I have an Acer 22' monitor, and it has both a DVI input and a VGA input. I use the VGA input for my computer. However, i also use the DVI input for my Xbox 360. Currently, to switch from computer to Xbox, i turn off the computer and monitor, remove the VGA cable (coming from the tower) from the monitor's back panel, and plug in the DVI input from the Xbox. I was wondering if, since the xbox and computer use different inputs on the monitor, i could have both devices plugged in to the monitor at the same time and use a button on the monitor or something to switch between the two.

EDIT: Problem Solved... there is a menu for selecting input. Yay!


----------



## voyagerfan99

I'm surprised there isn't a button you can simpky press to switch between the two. I tried hooking up my desktop and laptop to the same monitor (DVI and VGA) on my 22" ViewSonic and all I had to do was press the source button to switch between the two.


----------



## benihana99

voyagerfan99 said:


> I'm surprised there isn't a button you can simpky press to switch between the two. I tried hooking up my desktop and laptop to the same monitor (DVI and VGA) on my 22" ViewSonic and all I had to do was press the source button to switch between the two.



i think there may be a way, but i have lost the original documentation... i will check to see if i can get a manual off Acer's website that explains the features.

thank you!


----------



## benihana99

problem solved.
i found the PDF manual at Acer's site and found that there is a menu for selecting input. I never famaliarized myself with the front buttons when i bought the monitor, so i didnt realize this was an easy thing to do. thanks for your help!


----------



## N3crosis

0.0 you can do that?!?!!?!? I'd love to hook up my 360 to the monitor I'm getting for Christmas. Do most monitors have this feature?


----------



## Intel_man

Flar0n said:


> 0.0 you can do that?!?!!?!? I'd love to hook up my 360 to the monitor I'm getting for Christmas. Do most monitors have this feature?

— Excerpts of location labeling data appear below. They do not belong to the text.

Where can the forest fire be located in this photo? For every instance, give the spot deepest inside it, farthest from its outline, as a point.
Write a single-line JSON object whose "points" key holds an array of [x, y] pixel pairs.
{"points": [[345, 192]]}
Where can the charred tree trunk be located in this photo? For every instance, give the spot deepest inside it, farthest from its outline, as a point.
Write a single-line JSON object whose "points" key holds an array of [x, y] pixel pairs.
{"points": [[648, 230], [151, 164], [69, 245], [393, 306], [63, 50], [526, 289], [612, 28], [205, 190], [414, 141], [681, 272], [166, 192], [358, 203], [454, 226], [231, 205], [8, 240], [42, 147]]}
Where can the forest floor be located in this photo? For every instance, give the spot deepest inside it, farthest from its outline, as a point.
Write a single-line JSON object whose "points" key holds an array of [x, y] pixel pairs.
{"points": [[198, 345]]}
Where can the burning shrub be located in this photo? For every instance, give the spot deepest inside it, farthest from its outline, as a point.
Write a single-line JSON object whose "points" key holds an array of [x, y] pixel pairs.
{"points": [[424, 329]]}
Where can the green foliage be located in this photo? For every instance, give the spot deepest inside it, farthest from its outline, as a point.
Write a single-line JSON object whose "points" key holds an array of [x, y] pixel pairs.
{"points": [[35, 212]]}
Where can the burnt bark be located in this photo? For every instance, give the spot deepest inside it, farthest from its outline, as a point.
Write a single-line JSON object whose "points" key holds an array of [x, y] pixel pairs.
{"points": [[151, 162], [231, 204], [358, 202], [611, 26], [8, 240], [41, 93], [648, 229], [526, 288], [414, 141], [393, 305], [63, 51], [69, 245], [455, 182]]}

My LG has that feature. Umm.. it usually depends though. Most monitors switch from Analog or Digital Signals so technically yes, you can switch between consoles to PC.


----------



## shawnmh

my monitor (hp w2007) has an option as soon as you hit menu to change video input, id say mess around with your menu a bit..  Your monitor should automaticlly check for a signal, so you should be able to just turn one of them off and it should automatically bring up the one that is on


----------